When you operate an evolving distributed system in production for a long time, you often accumulate a runbook of weird hacks for responding to rare events.
Three examples at random:
- A service my team was on-call for would occasionally get into a specific weird state, and start intermittently dropping requests. Getting it healthy again was a complex multi-step process. It was also expensive and had its own production impact, so you didn’t want to do it by mistake!
- Setting up new clusters for a different service required building multiple databases with very specific, environment-dependent configurations.
- Another system had very complex internal state, and inspecting that state involved some fairly arcane and expensive SQL queries. We didn’t have to dig into it often, but this was needed for certain debugging and auditing processes.

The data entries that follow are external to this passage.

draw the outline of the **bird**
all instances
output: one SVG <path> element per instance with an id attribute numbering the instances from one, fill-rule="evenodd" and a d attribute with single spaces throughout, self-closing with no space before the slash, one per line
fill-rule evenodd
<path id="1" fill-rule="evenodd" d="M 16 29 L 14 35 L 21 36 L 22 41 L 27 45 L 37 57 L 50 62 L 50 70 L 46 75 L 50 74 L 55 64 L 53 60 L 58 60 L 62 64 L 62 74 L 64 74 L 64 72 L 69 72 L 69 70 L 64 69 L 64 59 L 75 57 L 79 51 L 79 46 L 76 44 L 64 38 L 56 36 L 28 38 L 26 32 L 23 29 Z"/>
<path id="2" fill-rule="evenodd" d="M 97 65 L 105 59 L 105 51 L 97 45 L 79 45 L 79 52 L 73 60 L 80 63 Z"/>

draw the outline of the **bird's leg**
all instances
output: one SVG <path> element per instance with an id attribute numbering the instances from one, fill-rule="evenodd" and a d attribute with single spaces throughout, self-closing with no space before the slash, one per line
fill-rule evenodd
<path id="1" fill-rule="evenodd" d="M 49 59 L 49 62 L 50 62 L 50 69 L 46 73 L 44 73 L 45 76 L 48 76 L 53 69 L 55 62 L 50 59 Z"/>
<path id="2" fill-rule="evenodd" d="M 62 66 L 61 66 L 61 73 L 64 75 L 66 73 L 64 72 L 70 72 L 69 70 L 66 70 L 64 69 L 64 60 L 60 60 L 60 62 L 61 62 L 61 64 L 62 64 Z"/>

Given enough years of operation and a complex enough environment, you can accumulate a long list of these kinds of rare procedures.
Fully automating these procedures is often difficult, because they might require some human inputs or judgement. This is especially true when the situation is rare and occurs only in production, so the causes are poorly understood. Faced with these problems, I’ve seen a lot of teams end up with a big pile of wiki pages instead… which are not fun to parse at 3am when prod is broken.
However, I’m a big fan of building partial automation to handle these kinds of procedures. Instead of making someone copy/paste their way through a complex wiki page at 3am, they should have a tool that can guide them through the procedure. This tool can ask for user input in the places it’s needed, and build in guard rails and confirmation prompts when you’re doing something dangerous.
The downside to building this tooling is that you now have a whole new software project to maintain! Because in my experience, you really do have to treat this as a first-class software project in its own right, maintained alongside your production services.
To put it another way, I’m not advocating for a big pile of scripts. (though that’s better than nothing…) I’m saying you should build something like a kubectl or mysqladmin for your own services.
In the long run, though, I find that this investment really pays off. Having good tooling improves the maintainability of your systems and makes the on-call experience easier. It also translates institutional memory into code, which I’ve found makes onboarding easier and gets people more comfortable with dealing with prod.